Music venue in New Orleans, Louisiana

The Howlin' Wolf is a 1,200 person capacity music venue located in New Orleans, Louisiana. The Howlin' Wolf Den, adjoined to The Howlin' Wolf is a 120-person capacity performance space. The venues are used for concerts, comedy shows, events and private parties.

== History ==
The Howlin’ Wolf opened in 1988 and is named after the legendary bluesman Chester "Howlin' Wolf" Burnett. The original Howlin' Wolf opened in the Fat City section of Metairie, Louisiana, founded by brothers Jack and Jeff Groetsch.

The Howlin' Wolf moved to a cotton warehouse in the New Orleans warehouse district at 828 South Peters about 1990. The Groetsch brothers sold the business to the current owner Howie Kaplan in the Summer of 2000.
In the aftermath of Hurricane Katrina in 2005, the venue relocated again to its current location in a larger space a block away, which was previously known as the New Orleans Music Hall.

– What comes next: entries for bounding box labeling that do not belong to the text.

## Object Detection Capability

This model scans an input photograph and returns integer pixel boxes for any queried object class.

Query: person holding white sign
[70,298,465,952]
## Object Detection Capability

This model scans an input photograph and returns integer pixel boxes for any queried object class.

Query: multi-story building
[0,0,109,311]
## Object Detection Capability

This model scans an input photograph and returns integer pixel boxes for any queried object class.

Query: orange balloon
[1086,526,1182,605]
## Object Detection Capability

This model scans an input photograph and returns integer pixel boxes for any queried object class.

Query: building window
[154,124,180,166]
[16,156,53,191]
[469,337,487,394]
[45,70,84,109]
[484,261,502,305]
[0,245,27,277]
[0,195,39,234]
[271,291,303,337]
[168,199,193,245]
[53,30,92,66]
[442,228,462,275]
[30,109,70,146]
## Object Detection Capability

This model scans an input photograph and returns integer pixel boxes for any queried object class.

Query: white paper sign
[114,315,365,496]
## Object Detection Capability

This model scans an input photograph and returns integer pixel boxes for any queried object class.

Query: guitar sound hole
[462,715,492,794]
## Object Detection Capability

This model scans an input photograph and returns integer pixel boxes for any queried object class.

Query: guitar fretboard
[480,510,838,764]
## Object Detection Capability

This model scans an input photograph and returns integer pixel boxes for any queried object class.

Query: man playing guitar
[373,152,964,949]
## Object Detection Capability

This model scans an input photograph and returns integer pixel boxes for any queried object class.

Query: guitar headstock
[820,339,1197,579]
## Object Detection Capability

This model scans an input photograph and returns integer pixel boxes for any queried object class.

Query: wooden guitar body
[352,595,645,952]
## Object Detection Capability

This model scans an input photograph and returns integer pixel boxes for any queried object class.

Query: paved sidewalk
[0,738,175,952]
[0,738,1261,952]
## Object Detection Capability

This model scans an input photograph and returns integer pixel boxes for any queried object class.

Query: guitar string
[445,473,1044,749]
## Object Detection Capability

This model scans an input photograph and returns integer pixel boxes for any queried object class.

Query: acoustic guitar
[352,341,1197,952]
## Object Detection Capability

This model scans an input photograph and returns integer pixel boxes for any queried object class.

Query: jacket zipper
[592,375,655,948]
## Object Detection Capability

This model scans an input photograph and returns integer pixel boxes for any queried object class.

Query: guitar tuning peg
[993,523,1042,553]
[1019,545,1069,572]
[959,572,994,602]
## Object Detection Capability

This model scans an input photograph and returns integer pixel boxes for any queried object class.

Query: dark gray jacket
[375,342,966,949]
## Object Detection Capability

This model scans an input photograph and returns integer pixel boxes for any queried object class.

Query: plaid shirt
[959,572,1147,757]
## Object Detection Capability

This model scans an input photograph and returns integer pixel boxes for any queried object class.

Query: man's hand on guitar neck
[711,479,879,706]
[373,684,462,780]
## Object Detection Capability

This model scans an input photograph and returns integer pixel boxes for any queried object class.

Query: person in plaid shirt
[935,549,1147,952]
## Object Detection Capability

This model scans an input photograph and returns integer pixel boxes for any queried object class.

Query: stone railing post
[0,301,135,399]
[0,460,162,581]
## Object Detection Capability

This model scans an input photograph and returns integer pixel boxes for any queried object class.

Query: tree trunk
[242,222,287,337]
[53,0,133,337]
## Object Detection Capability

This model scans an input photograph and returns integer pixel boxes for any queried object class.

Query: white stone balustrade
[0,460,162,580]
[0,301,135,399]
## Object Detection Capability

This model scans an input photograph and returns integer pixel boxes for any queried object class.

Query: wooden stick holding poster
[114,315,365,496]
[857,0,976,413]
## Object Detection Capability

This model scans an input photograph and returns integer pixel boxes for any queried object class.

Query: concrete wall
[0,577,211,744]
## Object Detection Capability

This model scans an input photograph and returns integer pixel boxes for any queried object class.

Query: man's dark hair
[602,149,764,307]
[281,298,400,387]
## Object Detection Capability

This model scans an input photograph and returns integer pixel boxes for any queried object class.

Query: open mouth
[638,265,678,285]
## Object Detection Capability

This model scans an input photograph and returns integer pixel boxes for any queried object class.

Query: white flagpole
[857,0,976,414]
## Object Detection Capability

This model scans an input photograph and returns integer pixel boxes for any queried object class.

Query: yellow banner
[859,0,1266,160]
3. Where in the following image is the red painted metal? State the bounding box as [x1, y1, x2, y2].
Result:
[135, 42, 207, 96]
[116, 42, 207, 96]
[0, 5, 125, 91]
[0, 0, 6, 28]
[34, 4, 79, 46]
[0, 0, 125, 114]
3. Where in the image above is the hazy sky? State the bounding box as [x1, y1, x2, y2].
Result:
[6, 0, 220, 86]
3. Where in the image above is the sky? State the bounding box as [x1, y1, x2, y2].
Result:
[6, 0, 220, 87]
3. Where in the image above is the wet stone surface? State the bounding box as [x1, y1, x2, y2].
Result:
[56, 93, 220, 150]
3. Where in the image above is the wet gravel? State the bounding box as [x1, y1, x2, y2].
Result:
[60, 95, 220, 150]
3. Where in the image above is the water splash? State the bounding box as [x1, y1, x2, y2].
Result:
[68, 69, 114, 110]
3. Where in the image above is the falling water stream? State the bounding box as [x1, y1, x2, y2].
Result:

The current location at 907 S. Peters St. has a mural on the exterior created by artist Michalopoulos. The mural is a re-creation of New Orleans neighborhood scenes and references New Orleans music history. The mahogany bar in the venue was taken from Al Capone's hotel, The Lexington, during its demolition in the 1980s. Connected to the Howlin’ Wolf's main room is The Howlin' Wolf Den.

Many live albums have been recorded at The Howlin' Wolf including Live at Howlin' Wolf by The Afghan Whigs.

Frequented by the famous Thor "ThunderGod" Boeck and Mr. G.